QUIZLE is a responsive single page web application using HTML, CSS and vanilla JS. It relies on JavaScript to fetch the quiz questions and answers, assess the latter's suitability, and accordingly keep the user’s score. Once exhausting the ten multiple choice questions, it displays the final result.
Please consider that the content of this app (categories, questions and answers, along with their truth value) is exclusively dependent on the Open Trivia Database API. Hence the possibility of unavailable questions for certain categories and difficulty levels, or even inaccuracy of expression and correctness.
- Choose one of the provided categories
- Select the difficulty level using the corresponding buttons, then press start
- Once selected an answer, a visual feedback is given with respect to its validity
- The next button advances to next questions, respectively to the result.
- The reset button brings the user back to the home screen.
As mentioned before, this quiz was meant to serve as a facilitating environment for internalising the key concepts of web development.
Following the completion of several tutorials, I found myself in a position of becoming familiar with considerable amounts of new concepts, but not quite comfortable with a more hands-on approach of using them.
Thus, Quizle came as a pretext of getting more comfortable with API calls, DOM manipulation, and overall the entire process of creating a fully functional application.
As a self-taught web developer, there was no scarcity of challenges throughout the development processes of this project.

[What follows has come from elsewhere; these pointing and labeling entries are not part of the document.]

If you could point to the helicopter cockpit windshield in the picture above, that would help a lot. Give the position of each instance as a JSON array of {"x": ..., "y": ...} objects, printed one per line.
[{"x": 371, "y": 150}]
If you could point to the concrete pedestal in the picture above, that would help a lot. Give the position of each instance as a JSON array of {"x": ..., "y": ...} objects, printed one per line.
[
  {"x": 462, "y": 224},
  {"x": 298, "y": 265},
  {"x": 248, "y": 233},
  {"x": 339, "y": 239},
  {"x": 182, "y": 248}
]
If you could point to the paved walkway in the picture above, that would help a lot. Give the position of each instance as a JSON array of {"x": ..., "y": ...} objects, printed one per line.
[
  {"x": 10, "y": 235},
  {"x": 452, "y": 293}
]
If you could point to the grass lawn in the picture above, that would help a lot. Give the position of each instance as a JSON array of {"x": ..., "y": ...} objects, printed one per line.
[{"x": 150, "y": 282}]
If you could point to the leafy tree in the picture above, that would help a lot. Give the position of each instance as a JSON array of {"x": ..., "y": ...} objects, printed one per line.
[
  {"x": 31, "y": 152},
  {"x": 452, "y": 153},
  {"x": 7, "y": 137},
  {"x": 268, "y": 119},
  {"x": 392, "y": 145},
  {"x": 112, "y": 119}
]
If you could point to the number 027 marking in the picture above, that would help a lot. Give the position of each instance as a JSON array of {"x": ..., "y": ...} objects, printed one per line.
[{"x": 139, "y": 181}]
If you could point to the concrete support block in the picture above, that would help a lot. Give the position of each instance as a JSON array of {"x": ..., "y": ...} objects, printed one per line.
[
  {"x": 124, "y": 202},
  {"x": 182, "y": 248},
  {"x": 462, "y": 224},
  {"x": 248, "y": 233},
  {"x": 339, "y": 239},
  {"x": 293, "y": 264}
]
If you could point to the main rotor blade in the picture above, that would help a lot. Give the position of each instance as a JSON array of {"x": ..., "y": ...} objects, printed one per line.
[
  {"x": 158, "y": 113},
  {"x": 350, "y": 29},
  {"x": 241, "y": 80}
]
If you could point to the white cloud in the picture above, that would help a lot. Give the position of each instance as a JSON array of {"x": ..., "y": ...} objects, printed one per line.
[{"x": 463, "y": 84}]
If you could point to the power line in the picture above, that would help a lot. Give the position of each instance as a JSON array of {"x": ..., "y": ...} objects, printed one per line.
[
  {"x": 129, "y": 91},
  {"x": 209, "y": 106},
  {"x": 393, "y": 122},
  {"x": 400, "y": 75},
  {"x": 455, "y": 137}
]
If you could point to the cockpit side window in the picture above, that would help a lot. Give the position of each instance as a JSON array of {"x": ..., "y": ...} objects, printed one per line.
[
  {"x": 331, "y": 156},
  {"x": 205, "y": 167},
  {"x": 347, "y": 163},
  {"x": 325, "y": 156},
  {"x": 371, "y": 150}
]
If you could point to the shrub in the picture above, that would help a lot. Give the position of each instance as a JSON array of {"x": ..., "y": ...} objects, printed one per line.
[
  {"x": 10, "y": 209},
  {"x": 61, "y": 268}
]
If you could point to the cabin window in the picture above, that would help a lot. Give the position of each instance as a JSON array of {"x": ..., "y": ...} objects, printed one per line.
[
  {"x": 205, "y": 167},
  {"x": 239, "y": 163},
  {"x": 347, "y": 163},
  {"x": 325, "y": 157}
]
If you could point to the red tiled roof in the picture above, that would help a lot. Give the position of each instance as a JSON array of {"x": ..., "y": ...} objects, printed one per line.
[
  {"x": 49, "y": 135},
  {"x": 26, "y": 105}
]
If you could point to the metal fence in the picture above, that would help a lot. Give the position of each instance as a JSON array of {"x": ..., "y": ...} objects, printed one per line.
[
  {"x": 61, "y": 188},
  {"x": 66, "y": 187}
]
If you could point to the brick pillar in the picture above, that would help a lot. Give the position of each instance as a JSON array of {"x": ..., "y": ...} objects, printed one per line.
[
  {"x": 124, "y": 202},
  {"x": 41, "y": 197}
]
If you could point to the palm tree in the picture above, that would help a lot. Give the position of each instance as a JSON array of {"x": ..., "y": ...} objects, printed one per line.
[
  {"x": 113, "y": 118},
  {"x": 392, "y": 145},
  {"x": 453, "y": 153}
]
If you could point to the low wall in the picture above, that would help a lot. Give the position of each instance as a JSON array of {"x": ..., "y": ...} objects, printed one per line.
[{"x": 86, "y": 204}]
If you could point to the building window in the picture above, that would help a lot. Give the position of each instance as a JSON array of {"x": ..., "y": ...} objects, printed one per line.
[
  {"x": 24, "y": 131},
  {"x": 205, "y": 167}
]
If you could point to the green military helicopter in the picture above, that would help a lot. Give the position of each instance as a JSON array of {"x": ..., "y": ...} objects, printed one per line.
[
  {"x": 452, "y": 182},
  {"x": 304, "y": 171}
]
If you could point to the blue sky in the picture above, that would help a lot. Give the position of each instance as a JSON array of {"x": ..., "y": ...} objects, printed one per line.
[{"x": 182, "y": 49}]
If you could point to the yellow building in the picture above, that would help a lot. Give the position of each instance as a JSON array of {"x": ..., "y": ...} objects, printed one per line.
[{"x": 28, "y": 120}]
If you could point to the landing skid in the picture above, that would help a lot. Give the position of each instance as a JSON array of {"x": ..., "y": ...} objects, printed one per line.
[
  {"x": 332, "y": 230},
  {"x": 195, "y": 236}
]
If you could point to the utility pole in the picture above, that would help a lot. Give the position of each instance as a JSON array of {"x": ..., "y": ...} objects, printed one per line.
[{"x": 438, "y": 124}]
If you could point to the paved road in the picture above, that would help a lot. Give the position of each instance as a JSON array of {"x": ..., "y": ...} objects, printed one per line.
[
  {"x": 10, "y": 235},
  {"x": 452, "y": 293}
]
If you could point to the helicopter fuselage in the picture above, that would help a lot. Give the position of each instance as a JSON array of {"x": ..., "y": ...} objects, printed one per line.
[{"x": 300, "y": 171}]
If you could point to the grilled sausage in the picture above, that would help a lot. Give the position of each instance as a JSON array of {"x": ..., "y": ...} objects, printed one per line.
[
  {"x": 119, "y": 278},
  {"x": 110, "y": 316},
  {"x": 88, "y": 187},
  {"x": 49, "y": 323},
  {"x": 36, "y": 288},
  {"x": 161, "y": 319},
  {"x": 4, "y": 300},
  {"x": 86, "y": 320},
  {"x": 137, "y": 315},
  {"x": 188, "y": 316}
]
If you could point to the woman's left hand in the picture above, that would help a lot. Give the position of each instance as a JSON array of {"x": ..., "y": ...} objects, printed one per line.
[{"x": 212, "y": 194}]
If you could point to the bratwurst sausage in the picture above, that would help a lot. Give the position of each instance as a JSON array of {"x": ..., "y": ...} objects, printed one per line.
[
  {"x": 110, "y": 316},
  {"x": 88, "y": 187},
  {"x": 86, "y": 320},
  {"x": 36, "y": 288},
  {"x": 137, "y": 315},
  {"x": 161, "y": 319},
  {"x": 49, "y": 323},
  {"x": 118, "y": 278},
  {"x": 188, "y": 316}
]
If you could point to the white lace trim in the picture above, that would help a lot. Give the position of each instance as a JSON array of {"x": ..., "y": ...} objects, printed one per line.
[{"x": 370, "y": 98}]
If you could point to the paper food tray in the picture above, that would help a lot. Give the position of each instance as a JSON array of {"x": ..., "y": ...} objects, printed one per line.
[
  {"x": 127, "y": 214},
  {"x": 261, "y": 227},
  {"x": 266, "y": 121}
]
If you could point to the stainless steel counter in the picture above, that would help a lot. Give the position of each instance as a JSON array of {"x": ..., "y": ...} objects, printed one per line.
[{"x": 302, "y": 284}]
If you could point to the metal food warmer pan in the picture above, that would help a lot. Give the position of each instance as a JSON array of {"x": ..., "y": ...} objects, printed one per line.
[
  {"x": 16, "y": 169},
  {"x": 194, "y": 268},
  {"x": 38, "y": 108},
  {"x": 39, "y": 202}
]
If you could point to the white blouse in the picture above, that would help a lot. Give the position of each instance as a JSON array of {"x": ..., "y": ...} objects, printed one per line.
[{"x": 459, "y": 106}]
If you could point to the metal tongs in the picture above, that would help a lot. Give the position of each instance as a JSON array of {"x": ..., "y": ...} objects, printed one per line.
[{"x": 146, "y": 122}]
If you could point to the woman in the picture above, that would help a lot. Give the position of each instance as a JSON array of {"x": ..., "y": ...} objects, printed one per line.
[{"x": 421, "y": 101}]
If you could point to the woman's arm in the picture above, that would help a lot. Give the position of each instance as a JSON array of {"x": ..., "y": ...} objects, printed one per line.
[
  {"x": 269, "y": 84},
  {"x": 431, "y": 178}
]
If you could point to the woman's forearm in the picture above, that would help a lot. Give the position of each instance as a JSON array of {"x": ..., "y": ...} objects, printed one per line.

However, they concluded in a set of valuable knowledge aquisitions:
- Understanding how API calls work
- Improving the understanding of manipulating large collections of data
- Managing to alternate between different stages of game-play in a single page app
- Populating the dropdown options using DOM manipulation
- Generating answer buttons with predictable behaviour using DOM manipulation
- Implementing a way of hiding the irrelevant screens in accordance with the game-stage
- Displaying consistent (and responsive) styles for desktop, tablet, and mobile screens
- Creating an animated loader
- Working with local and remote branches
MIT Copyright (c) 2023 Cristina Șuică
Permission is hereby granted, free of charge, to any person obtaining a copy of this software and associated documentation files (the "Software"), to deal in the Software without restriction, including without limitation the rights to use, copy, modify, merge, publish, distribute, sublicense, and/or sell copies of the Software, and to permit persons to whom the Software is furnished to do so, subject to the following conditions:
The above copyright notice and this permission notice shall be included in all copies or substantial portions of the Software.
THE SOFTWARE IS PROVIDED "AS IS", WITHOUT WARRANTY OF ANY KIND, EXPRESS OR IMPLIED, INCLUDING BUT NOT LIMITED TO THE WARRANTIES OF MERCHANTABILITY, FITNESS FOR A PARTICULAR PURPOSE AND NONINFRINGEMENT. IN NO EVENT SHALL THE AUTHORS OR COPYRIGHT HOLDERS BE LIABLE FOR ANY CLAIM, DAMAGES OR OTHER LIABILITY, WHETHER IN AN ACTION OF CONTRACT, TORT OR OTHERWISE, ARISING FROM, OUT OF OR IN CONNECTION WITH THE SOFTWARE OR THE USE OR OTHER DEALINGS IN THE SOFTWARE.